The rest of the search results that were clearly this Lucy Alvarez had to do with the school. Her name was on a list of speakers at a campus diversity conference for district faculty, an event which I’d attended. She’d helped create the scaffold for the newest approach to the most recent iteration of the state-mandated learning outcomes reflection on goal-setting project, a thankless task if there ever was one. She’d taught all throughout the department, done some inter-departmental collaborations with transfer-level composition classes (my favorite that I found, ‘Writing Place and Writing People: Buffy the Vampire Slayer and Urban Geography,’ was cross listed with the sociology department). She was listed as a club advisor for Latinas for Decolonization and a faculty participant in our regional community college gathering of first generation students, something that she actually didn’t talk about all that often, or at least not to me. (She also, apparently, was on the winning team for the event’s costumed relay-race. In the photo, she had on a hot pink wig, giant sunglasses, a rainbow tutu, and a cape, but it was clearly her.)

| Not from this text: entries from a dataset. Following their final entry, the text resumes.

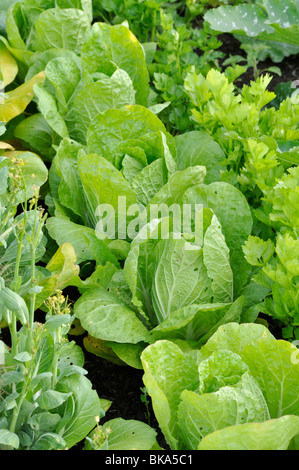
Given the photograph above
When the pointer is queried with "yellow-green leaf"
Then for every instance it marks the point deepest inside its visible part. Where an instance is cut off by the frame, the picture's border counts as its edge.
(18, 99)
(8, 66)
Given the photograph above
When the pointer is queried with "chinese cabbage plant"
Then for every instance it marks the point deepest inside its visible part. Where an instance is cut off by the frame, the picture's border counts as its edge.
(238, 392)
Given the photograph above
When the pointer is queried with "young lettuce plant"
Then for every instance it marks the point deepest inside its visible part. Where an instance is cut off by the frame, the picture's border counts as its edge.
(277, 258)
(170, 286)
(235, 393)
(45, 395)
(236, 119)
(267, 20)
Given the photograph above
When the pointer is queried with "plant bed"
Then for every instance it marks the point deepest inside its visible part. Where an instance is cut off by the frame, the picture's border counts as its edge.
(149, 253)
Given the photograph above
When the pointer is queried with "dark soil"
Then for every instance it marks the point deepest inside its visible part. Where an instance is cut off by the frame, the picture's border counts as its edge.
(289, 67)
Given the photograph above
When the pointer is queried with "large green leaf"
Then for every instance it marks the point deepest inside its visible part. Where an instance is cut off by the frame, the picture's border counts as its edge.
(97, 97)
(197, 322)
(112, 131)
(103, 183)
(274, 434)
(268, 19)
(234, 214)
(234, 337)
(179, 277)
(125, 434)
(79, 411)
(119, 45)
(61, 28)
(200, 415)
(18, 99)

I came away liking Lucy a little bit more, though I didn’t want to. She was my direct competition, already an asset to the college, and I personally thought that people were a little too quick to write her off. She clearly loved her students, she clearly loved her work, and she was demonstrably good at it. Which meant, much as I didn’t want it to, that she was probably most likely, at least as far as what I knew, to want me out of the way. Being a decent person only goes so far in our line of work; what unsettled me the most was that it was easier to imagine a truly sincere person being twisted up into a tight spot by the contradictions and conditions that shape campus politics. The good ones hope blindly until they break, taken in by the platitudes and mission statements, while we cynical ones assess each situation with slightly less attachment to the motives or outcomes. Researching Lucy left a weight in my stomach that did not dissipate with time.

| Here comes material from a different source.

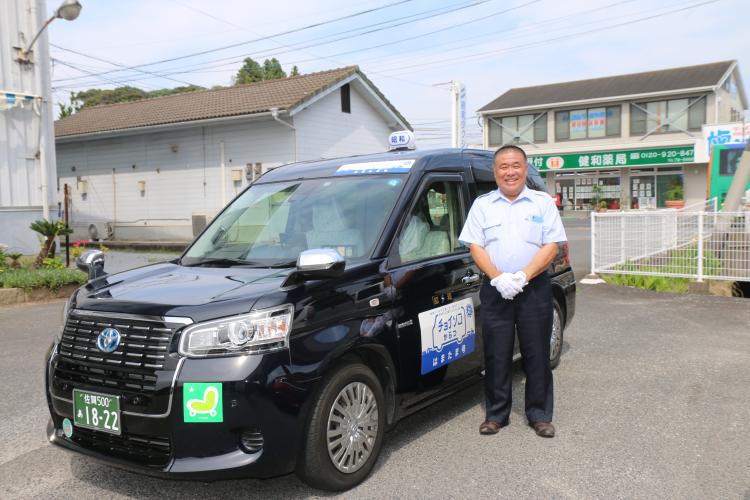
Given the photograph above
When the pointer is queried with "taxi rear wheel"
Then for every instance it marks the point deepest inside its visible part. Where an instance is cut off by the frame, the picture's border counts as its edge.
(556, 337)
(346, 430)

John Anderson had a history on our campus going back fifteen years, not quite to the start of the place’s online presence, but close. Not too many photos; not too much that stood out; just his name, on various projects and committees, through about 2008. After that, results that weren’t tied to the staff listings or course catalog were minimal—that is, until he published his book in 2012. Far as I could tell, he’d started a blog at around the same time, with just a handful of posts, most of them ending with a link to buy his book. I couldn’t help but roll my eyes. It felt like, if he really did have the adjunct life as figured out as he claimed, he should have had time for a second volume.
But nothing of the sort existed, not even an updated edition of the first. I couldn’t find anything else that I was certain was him, not with that common of a name, save a photo of him in birdwatching gear, complete with giant hat and binoculars so large they’d bring the moon to his lap. He might have looked happy in that one; I couldn’t quite tell, not at the angle, not with the shade of the hat. The photo had been taken in 2009, at the opening of a new regional trail, and the only reason I was certain it was him was because the caption noted that he was “local professor, John Anderson.” No one else was there with him. If he had people in his life, they did not appear on his digital trail.
Andy Nguyen, or at least the Andy Nguyen who I could reasonably assume was the one I knew (there were thousands), had an internet presence that was fairly small, though I was in no way good enough to be seeing everything. Trying to actually research a college student means knowing a wide variety of usernames. But he showed up a few times in his high school newspaper, with pictures—a local school, not far from the college, in San Jose—for speech and debate, for mock trial. He’d graduated a few years before, so he was a little older than I’d initially assumed, but that wasn’t strange; he’d probably been working while going to school. Probably still was. He was listed in a few things that popped up from our campus—member of the AAPI volunteer team during last year’s campus clean up, interviewed once for one of those random student opinion pieces the newspaper was always doing (he did not think that the school should switch its beverage service from Pepsi to Coke), and apparently was a pretty decent amateur basketball player, at least according to the intermural score chart from last year. Nothing about him was particularly incriminating; he was still, as Jess and I had concluded, probably just a random kid.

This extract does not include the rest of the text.